In this puzzle-platformer, there’s no shortcut jumping or enemies to block your path, just a simple problem of getting from A to B. Or rather moving i to m. What does hamper your journey are missing gaps, moving walkways, square swines, and a sense of orientation that would make Escher seek sanctuary with a quiet lie down in a darkened room.
The core concept of ilomilo harnesses on their inability to jump up or fall down levels. All they can do is walk serenely from one cube to another and by means of changing facings or finding moving blocks that will move them up and down, navigate their way around the level.
Things are tricky enough with chasms to cross and heights to scale, but the ability for ilo and milo to walk on different faces of the same cube causes its fair share of difficulties as your head attempts to wrap itself around just what exactly is going on. To get the pair so close but so far away can cause you to whimper at the thought of the friends being so close but oh so far apart. Especially on more complex and weaving stages, the disorientation it can cause can be vast.

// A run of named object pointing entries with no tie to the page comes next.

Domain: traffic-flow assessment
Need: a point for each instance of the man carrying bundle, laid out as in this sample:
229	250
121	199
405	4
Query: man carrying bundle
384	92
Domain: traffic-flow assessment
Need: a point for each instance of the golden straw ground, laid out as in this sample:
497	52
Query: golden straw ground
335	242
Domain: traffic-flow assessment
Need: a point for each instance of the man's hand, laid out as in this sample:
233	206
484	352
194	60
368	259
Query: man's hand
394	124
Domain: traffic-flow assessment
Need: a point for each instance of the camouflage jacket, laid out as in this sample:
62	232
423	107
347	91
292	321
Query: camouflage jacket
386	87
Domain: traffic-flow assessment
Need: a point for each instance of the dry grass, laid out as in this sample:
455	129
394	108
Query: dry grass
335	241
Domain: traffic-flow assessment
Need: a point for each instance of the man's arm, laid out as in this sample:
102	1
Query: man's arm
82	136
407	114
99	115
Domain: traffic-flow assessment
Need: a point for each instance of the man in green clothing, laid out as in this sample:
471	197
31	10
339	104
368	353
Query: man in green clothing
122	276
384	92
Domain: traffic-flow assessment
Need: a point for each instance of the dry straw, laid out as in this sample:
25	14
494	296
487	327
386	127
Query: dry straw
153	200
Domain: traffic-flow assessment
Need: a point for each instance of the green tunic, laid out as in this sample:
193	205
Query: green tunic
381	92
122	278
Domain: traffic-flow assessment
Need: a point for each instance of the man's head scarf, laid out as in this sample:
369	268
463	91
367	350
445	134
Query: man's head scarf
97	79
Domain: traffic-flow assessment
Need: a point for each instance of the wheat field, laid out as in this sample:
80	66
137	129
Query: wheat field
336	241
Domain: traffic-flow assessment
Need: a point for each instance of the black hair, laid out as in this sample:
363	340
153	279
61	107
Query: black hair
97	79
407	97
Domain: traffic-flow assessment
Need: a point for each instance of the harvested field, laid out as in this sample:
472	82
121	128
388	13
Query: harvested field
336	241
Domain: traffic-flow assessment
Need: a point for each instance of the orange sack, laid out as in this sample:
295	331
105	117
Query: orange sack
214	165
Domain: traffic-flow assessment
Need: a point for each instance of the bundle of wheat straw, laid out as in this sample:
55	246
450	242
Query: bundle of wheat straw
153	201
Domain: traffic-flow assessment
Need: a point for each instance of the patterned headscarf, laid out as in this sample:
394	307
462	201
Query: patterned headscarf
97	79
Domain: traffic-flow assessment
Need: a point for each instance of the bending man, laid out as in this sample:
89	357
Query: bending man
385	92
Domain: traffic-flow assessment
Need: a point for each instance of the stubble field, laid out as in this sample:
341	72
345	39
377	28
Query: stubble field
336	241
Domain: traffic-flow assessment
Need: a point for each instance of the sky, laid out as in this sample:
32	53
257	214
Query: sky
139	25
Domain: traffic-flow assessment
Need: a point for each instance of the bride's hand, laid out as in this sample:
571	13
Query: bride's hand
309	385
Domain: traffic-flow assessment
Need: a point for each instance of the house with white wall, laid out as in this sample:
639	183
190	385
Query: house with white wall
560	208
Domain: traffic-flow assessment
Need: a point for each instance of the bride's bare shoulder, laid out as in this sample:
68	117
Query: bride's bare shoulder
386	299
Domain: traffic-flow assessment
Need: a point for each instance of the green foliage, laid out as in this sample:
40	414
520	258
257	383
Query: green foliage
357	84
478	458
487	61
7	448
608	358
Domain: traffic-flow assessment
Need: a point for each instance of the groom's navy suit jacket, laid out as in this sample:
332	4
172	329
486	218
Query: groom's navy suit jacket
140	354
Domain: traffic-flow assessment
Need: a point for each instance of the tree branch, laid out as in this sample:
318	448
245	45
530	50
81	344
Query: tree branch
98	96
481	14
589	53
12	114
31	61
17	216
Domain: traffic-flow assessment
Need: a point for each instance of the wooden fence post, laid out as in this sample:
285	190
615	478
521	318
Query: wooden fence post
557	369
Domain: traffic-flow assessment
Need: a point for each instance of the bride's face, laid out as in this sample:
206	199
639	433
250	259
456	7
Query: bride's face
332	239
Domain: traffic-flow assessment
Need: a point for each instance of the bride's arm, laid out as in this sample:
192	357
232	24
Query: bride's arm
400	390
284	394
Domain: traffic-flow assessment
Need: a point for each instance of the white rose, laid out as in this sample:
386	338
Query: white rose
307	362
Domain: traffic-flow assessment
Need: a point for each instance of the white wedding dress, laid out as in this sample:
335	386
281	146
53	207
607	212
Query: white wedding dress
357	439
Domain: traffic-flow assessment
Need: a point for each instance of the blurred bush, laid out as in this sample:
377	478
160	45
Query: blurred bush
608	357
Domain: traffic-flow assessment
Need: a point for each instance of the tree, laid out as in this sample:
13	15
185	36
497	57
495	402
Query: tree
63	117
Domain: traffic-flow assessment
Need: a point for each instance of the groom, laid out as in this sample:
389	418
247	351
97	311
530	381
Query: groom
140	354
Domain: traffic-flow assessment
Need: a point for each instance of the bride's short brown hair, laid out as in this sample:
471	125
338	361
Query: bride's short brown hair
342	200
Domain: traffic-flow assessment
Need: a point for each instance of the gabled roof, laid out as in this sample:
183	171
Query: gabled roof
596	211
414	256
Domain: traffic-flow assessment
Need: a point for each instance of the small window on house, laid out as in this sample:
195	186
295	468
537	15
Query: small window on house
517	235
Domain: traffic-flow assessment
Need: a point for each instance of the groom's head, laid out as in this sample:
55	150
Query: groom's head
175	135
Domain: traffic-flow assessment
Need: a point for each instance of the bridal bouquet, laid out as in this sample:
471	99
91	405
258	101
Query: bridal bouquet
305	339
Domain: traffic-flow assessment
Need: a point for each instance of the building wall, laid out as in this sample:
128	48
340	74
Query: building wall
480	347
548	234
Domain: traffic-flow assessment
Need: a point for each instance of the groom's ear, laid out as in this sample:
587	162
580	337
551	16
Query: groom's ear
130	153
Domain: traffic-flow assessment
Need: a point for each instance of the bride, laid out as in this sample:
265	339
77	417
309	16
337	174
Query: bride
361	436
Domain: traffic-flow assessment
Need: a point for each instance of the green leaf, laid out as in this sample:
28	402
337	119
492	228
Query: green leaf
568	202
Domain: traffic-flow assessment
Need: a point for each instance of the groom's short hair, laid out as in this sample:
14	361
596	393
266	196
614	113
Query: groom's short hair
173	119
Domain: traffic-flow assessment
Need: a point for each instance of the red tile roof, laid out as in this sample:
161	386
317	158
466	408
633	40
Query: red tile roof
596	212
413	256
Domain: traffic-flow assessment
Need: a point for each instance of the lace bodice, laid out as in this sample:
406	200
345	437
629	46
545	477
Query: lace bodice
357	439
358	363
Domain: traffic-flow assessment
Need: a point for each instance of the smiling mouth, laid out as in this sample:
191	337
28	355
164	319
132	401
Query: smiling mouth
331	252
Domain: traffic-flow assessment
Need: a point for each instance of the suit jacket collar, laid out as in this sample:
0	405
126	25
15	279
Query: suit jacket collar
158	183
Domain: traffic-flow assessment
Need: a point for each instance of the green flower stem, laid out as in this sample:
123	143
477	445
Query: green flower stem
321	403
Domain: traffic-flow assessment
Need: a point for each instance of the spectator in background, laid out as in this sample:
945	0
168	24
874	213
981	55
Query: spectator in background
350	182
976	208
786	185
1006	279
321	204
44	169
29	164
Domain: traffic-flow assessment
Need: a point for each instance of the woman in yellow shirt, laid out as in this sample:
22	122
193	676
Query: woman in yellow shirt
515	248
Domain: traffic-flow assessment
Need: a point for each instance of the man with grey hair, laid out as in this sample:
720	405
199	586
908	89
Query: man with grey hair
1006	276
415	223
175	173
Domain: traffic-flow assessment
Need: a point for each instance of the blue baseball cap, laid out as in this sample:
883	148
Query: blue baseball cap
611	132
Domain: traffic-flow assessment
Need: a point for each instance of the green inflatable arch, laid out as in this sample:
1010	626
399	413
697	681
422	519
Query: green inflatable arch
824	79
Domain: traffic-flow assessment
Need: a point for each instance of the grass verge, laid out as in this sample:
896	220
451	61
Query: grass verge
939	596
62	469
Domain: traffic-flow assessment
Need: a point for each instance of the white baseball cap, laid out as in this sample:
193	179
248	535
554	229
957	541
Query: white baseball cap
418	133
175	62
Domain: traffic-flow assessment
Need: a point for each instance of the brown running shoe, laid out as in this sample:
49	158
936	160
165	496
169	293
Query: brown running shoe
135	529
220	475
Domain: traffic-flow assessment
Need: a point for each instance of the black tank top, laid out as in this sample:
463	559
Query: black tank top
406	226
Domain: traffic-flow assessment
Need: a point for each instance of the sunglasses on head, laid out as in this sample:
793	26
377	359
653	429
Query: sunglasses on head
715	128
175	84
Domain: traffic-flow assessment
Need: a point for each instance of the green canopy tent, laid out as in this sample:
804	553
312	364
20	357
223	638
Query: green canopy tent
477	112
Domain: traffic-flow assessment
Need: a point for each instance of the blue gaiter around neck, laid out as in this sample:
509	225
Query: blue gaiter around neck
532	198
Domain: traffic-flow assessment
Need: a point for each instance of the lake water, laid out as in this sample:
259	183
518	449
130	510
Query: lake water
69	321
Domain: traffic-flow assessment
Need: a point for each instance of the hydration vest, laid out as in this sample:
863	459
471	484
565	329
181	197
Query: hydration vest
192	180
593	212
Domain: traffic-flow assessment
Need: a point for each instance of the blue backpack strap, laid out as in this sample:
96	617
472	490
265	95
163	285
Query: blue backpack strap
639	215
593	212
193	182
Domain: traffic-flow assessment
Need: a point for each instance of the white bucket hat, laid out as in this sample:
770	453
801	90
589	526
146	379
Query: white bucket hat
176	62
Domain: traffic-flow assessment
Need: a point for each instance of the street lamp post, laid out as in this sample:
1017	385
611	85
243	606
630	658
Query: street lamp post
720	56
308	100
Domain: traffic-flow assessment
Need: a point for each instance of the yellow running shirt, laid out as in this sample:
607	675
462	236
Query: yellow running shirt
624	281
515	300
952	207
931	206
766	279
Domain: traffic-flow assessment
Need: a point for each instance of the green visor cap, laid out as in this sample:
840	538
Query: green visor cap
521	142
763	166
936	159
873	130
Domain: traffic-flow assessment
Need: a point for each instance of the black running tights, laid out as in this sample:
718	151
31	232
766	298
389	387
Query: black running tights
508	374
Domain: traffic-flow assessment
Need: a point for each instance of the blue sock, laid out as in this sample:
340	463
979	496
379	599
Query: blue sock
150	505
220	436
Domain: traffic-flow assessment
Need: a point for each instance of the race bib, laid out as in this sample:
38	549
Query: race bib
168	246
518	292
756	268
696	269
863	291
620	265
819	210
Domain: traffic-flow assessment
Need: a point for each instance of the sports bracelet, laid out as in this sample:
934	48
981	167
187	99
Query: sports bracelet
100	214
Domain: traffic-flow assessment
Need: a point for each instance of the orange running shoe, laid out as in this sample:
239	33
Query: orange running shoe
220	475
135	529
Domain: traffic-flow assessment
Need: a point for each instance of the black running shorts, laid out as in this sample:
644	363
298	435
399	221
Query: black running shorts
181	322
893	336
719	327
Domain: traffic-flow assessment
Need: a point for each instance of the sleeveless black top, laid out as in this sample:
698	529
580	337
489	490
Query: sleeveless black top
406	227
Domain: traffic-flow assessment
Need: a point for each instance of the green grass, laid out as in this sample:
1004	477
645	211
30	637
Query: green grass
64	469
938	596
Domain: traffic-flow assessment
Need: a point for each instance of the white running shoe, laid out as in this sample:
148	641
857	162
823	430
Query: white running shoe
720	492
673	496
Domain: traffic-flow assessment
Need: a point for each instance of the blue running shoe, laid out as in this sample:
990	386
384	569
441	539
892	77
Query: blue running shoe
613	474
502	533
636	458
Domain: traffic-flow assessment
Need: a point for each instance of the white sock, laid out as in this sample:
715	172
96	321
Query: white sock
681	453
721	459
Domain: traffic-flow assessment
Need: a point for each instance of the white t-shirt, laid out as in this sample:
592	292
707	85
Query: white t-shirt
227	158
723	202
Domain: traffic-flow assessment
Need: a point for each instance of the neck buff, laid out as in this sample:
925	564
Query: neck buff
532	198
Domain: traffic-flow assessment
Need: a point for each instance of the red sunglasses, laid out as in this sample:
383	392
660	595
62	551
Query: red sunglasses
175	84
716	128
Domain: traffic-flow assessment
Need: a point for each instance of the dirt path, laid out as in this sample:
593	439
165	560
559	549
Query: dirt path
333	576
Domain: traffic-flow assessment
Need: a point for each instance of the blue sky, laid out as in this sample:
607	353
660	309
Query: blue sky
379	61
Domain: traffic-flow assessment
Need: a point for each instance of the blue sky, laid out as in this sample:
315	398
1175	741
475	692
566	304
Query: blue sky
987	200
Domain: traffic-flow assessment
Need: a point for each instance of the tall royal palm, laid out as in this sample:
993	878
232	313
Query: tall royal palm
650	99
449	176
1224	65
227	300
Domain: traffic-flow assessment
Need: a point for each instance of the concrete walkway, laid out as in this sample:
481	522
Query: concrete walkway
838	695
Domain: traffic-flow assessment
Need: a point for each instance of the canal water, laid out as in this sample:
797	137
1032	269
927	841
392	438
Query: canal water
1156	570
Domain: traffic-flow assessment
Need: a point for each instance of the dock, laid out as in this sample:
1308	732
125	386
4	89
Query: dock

Half the challenge is being able to untangle a route through the many sided maze presented to you, with the other half being that of overcoming the obstacles that line the route. More often than not, one of the pair of plushies may need to drop an extra cube in a gap so they can reach the other side, but as their adventure progresses teamwork between the two is called on more and more. Be it activating a switch with one that triggers a new route for the other; holding down barricades with ilo whilst milo sneaks through unperturbed; or using the gravity defying makeup of the world to pass bridging blocks to one another. Being able to think at right-angles helps, quite literally.
The lovely approach taken by Southend Interactive is one of discovery. Some of the core ideals of their creation may be laid out for you early on, but towards the latter half you are expected to stand on your own two feet. Solutions that might not necessarily seem obvious are there as you only start combining the principles already spoon-fed to you. You might not have been told you ride on the back of an apple-crazed pig, but, hey, you’re only young once. Just give it a try.
Of course, some may reach a stage where the lack of signposted solutions cause frustration. That does seem somewhat at odds with the extremely plush surroundings, but that would be because the quilted exterior of ilomilo hides a puzzle game that offers just as much in challenge as it does in cuteness.
That’s not to say the art style, or indeed leading characters, detract from the challenge at hand. If anything the adorable pairing you’re working towards reuniting add far more than I first imagined. ilomilo is not too dissimilar to Puzzle Dimension, but between the charm on show and the extra element added by the “co-op” gameplay I have a new favourite way of corrupting my sense of which way “up” is.